Mit seiner Gesellschaft «Furat International Repatriation», das grösste muslimische Bestattungsunternehmen der Schweiz, war der zweifache Vater während langer Zeit allein auf weiter Flur gewesen. Dann zog ein Kollege aus Basel nach, «der kümmert sich eher um die Kosovaren». Froh sei er damals um die entlastende Konkurrenz gewesen, aber mehr Freizeit habe sie ihm nicht beschert, der Tod passe sich schliesslich keiner Agenda an. Furat, der einst in London sein Wirtschaftsstudium abgebrochen hatte, um seiner Schweizer Frau nach Zürich zu folgen, hat in den Neunzigerjahren eine kleine Handelsfirma geführt. Dass er dereinst seinen Geschäfts- gegen einen Leichenwagen eintauschen würde, hätte er nie gedacht. «Jetzt bin ich da, wo ich eigentlich gar nicht hinwollte.» Als Furat vor Jahren einem Imam bei der Waschung von Verstorbenen half, fiel ihm auf, dass die Rückführung der Toten in die Heimat viele Familien überforderte. «Dieses Chaos», sagt er, «brachte mich auf die Geschäftsidee.»
«Es ist mehr eine Pflicht als ein Beruf», sagt der Bestatter über seine Aufgabe. So sei es schon oft vorgekommen, dass er Verstorbenen die Heimreise umsonst ermöglichte, nicht nur Muslimen. Er könne es nicht mit ansehen, wenn ein Toter während Wochen im Leichenhaus liege, nur weil die Familie kein Geld habe. Aber für solche Gefälligkeiten wolle er keine Werbung betreiben. Einer, der das Herz am rechten Fleck hat – diesen Eindruck vermittelt Furat. Ihm liegt allerdings nichts daran, sich als Gutmensch zu inszenieren: Er sei nicht sehr tolerant, «und ob ich ein guter Mensch bin, kann ich nicht beurteilen». Dass er mitunter für andere in die Bresche springt, erklärt Furat mit einfachen Worten: «Droht jemand zu ertrinken, holt man ihn aus dem Wasser.»

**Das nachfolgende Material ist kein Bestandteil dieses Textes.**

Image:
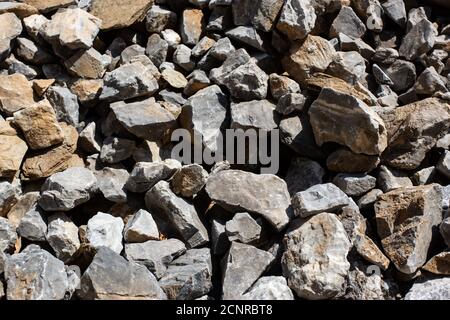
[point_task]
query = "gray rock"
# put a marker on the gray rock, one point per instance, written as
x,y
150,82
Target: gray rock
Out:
x,y
8,197
348,23
390,179
243,228
145,119
34,274
355,184
128,81
65,104
189,276
302,174
419,40
241,267
205,114
157,49
430,289
141,227
8,236
336,116
242,76
116,149
315,261
189,180
269,288
265,195
181,214
65,190
111,183
155,255
319,198
297,19
62,235
146,174
33,226
111,277
406,241
104,230
256,114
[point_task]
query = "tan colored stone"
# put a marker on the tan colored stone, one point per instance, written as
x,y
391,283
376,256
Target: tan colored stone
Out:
x,y
439,264
405,218
321,80
16,93
22,10
12,150
44,163
49,5
174,78
119,13
39,125
40,86
306,58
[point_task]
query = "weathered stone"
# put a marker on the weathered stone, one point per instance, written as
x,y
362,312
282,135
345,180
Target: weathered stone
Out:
x,y
128,81
241,267
239,191
243,228
33,226
269,288
104,230
191,28
181,214
62,235
189,180
72,28
65,190
297,19
146,174
141,227
413,130
111,277
116,14
8,236
145,119
430,289
315,261
242,76
319,198
419,40
333,109
34,274
155,255
16,93
348,23
47,162
189,276
111,183
406,241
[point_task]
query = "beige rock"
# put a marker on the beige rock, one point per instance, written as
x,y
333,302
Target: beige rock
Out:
x,y
306,58
439,264
405,218
12,150
49,5
22,10
40,86
16,93
39,125
44,163
119,13
174,78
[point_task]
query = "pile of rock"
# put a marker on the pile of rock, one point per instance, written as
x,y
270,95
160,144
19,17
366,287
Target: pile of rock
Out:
x,y
94,206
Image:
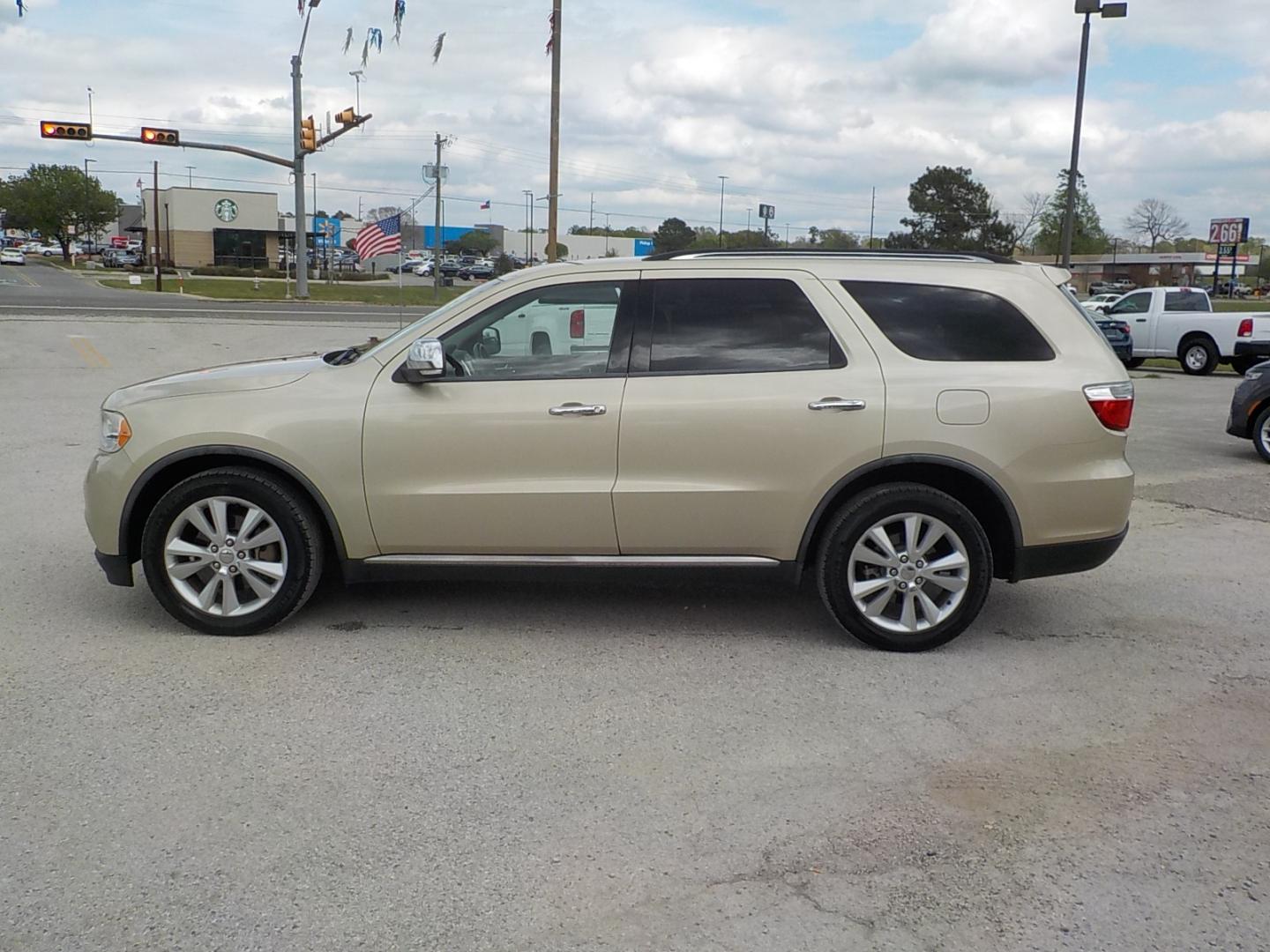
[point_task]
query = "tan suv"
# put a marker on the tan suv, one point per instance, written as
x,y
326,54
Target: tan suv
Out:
x,y
903,427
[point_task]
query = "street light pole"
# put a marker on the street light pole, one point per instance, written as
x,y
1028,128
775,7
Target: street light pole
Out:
x,y
723,182
299,167
1088,8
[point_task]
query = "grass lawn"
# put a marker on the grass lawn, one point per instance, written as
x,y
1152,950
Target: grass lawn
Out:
x,y
358,292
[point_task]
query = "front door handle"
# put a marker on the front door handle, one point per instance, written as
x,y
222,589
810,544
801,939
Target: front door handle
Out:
x,y
836,404
578,410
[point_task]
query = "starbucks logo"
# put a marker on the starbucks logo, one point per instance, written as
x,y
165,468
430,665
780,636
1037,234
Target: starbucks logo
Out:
x,y
227,210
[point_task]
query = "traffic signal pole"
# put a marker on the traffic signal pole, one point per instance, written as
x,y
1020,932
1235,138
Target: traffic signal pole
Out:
x,y
302,242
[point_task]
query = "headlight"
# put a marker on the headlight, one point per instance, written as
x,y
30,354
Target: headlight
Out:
x,y
115,432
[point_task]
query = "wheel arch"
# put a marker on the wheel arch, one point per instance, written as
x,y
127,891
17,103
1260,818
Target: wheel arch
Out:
x,y
968,484
167,472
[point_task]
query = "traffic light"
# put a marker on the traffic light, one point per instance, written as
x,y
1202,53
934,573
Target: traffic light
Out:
x,y
308,136
65,130
161,138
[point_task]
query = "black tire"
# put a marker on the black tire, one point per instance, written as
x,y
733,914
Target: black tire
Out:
x,y
854,521
1261,433
1192,346
285,505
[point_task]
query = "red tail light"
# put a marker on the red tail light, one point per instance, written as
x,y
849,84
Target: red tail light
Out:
x,y
1111,404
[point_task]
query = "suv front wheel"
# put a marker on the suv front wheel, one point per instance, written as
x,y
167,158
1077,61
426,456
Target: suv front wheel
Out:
x,y
905,568
231,551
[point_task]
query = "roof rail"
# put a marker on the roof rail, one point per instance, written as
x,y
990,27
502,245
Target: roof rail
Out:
x,y
886,253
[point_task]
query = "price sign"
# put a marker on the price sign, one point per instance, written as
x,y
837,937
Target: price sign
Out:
x,y
1227,231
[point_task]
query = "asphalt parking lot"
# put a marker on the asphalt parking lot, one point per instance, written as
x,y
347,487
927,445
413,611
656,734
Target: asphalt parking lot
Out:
x,y
631,764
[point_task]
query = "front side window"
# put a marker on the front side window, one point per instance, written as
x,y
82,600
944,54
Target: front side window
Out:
x,y
736,325
937,323
562,331
1133,303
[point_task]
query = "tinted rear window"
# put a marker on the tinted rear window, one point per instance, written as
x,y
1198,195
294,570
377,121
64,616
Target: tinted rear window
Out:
x,y
1186,301
935,323
736,325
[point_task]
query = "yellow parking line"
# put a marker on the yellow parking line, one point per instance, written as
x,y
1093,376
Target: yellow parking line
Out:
x,y
88,353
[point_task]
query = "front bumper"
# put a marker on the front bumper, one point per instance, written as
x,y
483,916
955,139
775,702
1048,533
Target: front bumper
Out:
x,y
1065,557
118,569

«Sterbe-Versicherung» für Migranten
Dass eine Familie das Geld für die Repatriierung – nach Afrika kostet sie beispielsweise gut 8000 Franken – nicht aufbringen kann, ist keine Seltenheit. Um diesem Problem entgegenzuwirken, hat Ali Furat vor gut drei Jahren einen Beerdigungs-Fonds mitbegründet, «eine Art Sterbe-Versicherung für Migranten».

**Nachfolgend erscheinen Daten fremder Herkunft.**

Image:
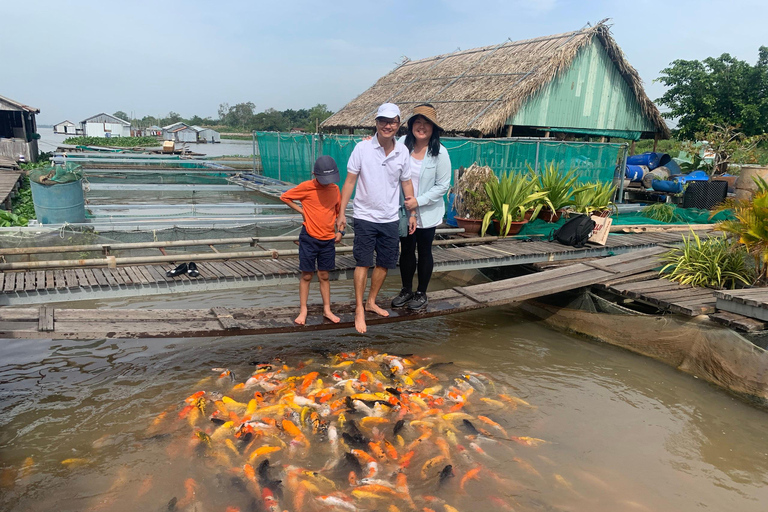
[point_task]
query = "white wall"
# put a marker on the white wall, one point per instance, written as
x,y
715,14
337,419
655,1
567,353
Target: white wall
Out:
x,y
101,129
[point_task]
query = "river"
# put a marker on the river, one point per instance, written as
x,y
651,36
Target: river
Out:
x,y
620,431
49,141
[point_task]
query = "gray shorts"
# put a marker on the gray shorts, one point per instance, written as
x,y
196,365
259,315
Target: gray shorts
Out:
x,y
384,238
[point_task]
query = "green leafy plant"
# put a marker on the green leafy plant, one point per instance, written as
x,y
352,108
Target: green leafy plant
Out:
x,y
511,197
715,262
663,212
560,187
594,197
749,224
470,198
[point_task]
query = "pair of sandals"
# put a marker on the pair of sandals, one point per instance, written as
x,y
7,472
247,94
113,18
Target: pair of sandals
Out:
x,y
189,269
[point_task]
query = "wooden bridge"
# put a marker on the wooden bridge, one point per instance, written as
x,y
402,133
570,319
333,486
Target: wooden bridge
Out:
x,y
54,323
229,271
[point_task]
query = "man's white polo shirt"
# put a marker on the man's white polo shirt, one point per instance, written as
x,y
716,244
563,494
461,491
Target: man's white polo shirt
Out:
x,y
377,197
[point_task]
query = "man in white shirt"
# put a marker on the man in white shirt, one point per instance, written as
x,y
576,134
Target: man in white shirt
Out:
x,y
379,168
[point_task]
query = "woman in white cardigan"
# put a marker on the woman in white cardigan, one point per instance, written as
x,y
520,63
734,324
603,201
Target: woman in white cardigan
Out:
x,y
431,178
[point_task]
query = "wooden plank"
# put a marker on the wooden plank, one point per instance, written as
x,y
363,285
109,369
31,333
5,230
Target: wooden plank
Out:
x,y
46,320
108,276
30,281
604,268
225,318
50,280
9,284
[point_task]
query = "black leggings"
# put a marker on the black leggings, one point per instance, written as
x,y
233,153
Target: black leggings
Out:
x,y
421,239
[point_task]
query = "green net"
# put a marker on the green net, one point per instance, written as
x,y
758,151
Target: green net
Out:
x,y
53,174
539,228
290,156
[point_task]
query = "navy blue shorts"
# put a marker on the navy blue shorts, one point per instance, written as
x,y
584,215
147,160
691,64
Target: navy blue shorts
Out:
x,y
384,238
312,250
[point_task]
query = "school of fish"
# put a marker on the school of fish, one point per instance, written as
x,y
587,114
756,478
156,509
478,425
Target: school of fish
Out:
x,y
353,431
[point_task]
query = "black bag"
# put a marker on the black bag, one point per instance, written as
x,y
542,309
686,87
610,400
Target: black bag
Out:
x,y
576,231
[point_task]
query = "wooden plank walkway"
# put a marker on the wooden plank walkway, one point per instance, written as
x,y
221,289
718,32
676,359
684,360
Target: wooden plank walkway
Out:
x,y
664,294
52,323
44,286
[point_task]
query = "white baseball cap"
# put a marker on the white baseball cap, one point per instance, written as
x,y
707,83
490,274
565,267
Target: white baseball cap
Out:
x,y
388,110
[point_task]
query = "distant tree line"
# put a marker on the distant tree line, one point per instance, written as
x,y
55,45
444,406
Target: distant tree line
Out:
x,y
717,91
243,117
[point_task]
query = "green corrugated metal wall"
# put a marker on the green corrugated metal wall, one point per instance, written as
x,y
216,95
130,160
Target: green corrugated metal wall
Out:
x,y
590,95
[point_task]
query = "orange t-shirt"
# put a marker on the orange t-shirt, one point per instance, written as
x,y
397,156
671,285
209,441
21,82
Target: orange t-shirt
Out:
x,y
321,205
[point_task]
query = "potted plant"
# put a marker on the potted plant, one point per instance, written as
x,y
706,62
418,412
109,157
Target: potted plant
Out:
x,y
595,198
560,189
470,198
511,197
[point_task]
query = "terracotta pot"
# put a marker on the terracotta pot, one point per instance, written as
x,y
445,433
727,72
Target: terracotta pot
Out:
x,y
471,226
514,228
548,215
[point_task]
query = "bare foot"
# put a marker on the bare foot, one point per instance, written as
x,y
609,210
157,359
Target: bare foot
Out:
x,y
330,316
376,309
360,321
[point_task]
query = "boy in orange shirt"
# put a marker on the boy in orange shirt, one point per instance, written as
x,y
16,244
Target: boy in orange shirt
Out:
x,y
320,201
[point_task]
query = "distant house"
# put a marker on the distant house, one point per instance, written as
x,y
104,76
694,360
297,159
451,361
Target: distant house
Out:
x,y
179,132
207,135
67,128
105,125
18,130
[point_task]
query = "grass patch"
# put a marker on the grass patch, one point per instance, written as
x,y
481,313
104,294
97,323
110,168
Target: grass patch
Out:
x,y
114,142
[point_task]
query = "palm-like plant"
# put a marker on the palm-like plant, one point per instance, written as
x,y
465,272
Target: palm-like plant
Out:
x,y
560,187
511,197
714,262
750,224
594,197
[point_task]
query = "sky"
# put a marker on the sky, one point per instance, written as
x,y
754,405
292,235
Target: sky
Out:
x,y
73,59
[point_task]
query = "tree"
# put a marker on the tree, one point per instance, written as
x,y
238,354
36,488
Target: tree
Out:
x,y
317,115
720,91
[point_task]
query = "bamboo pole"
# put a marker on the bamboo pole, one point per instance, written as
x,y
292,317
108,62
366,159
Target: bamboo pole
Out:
x,y
112,262
252,241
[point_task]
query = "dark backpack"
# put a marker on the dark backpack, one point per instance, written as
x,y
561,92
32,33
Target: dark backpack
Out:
x,y
576,231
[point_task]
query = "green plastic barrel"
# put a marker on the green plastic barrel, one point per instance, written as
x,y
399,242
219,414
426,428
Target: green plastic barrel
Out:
x,y
59,203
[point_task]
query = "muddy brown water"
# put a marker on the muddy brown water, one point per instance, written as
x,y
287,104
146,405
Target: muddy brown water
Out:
x,y
623,432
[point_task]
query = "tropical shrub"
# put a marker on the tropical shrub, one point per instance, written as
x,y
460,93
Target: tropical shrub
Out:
x,y
511,197
594,197
470,198
560,187
663,212
715,262
749,224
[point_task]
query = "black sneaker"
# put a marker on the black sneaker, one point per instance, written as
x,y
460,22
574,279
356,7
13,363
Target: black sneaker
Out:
x,y
418,302
181,269
402,299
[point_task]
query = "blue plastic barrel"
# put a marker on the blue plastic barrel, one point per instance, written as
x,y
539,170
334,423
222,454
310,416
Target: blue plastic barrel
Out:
x,y
450,214
650,160
635,172
59,203
669,186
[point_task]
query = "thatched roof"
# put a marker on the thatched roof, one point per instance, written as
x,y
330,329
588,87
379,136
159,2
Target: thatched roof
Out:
x,y
476,91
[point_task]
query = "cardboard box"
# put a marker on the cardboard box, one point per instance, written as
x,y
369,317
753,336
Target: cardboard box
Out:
x,y
600,233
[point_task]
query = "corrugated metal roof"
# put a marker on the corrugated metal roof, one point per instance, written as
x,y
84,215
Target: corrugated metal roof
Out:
x,y
105,118
590,94
9,104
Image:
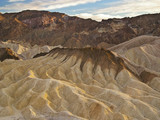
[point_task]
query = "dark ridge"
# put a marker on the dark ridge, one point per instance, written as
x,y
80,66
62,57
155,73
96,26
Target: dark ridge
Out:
x,y
7,53
40,27
40,54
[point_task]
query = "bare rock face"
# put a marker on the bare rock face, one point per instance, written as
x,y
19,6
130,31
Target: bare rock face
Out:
x,y
79,80
46,28
7,53
78,84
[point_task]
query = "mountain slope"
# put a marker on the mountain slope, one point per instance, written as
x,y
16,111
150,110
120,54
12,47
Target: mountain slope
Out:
x,y
46,28
85,83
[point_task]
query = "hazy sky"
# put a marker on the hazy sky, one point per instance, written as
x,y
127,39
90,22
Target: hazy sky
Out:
x,y
95,9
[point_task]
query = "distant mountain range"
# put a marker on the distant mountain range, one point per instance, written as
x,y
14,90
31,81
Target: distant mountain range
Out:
x,y
47,28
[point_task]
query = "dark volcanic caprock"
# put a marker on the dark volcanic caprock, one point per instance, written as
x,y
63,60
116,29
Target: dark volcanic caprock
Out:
x,y
42,27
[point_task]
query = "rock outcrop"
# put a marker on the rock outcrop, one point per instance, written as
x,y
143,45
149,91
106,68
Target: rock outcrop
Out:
x,y
46,28
7,53
72,83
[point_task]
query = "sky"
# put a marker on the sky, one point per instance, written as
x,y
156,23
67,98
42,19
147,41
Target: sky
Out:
x,y
94,9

Mit 29 Franken pro Jahr kann sich eine ganze Familie am Fonds beteiligen. Stirbt ein Mitglied, wird dessen Heimreise aus dem Fonds finanziert. «Das empfiehlt sich nicht nur für Muslime», sagt Furat. «In der Schweiz leben viele Migranten und Migrantinnen, die dort beerdigt werden wollen, wo sie geboren wurden.» Furat betont denn auch immer wieder, dass seine Dienstleistungen Angehörigen aller Glaubensrichtungen zur Verfügung stünden. So repatriiert der Bestatter mitunter auch verstorbene Juden. Furat glaubt nicht, dass er seine Arbeit als Bestatter niederlegen könnte: «Viele Leute kennen mich mittlerweile. Wen sollen sie anrufen, wenn ich aufhören würde?»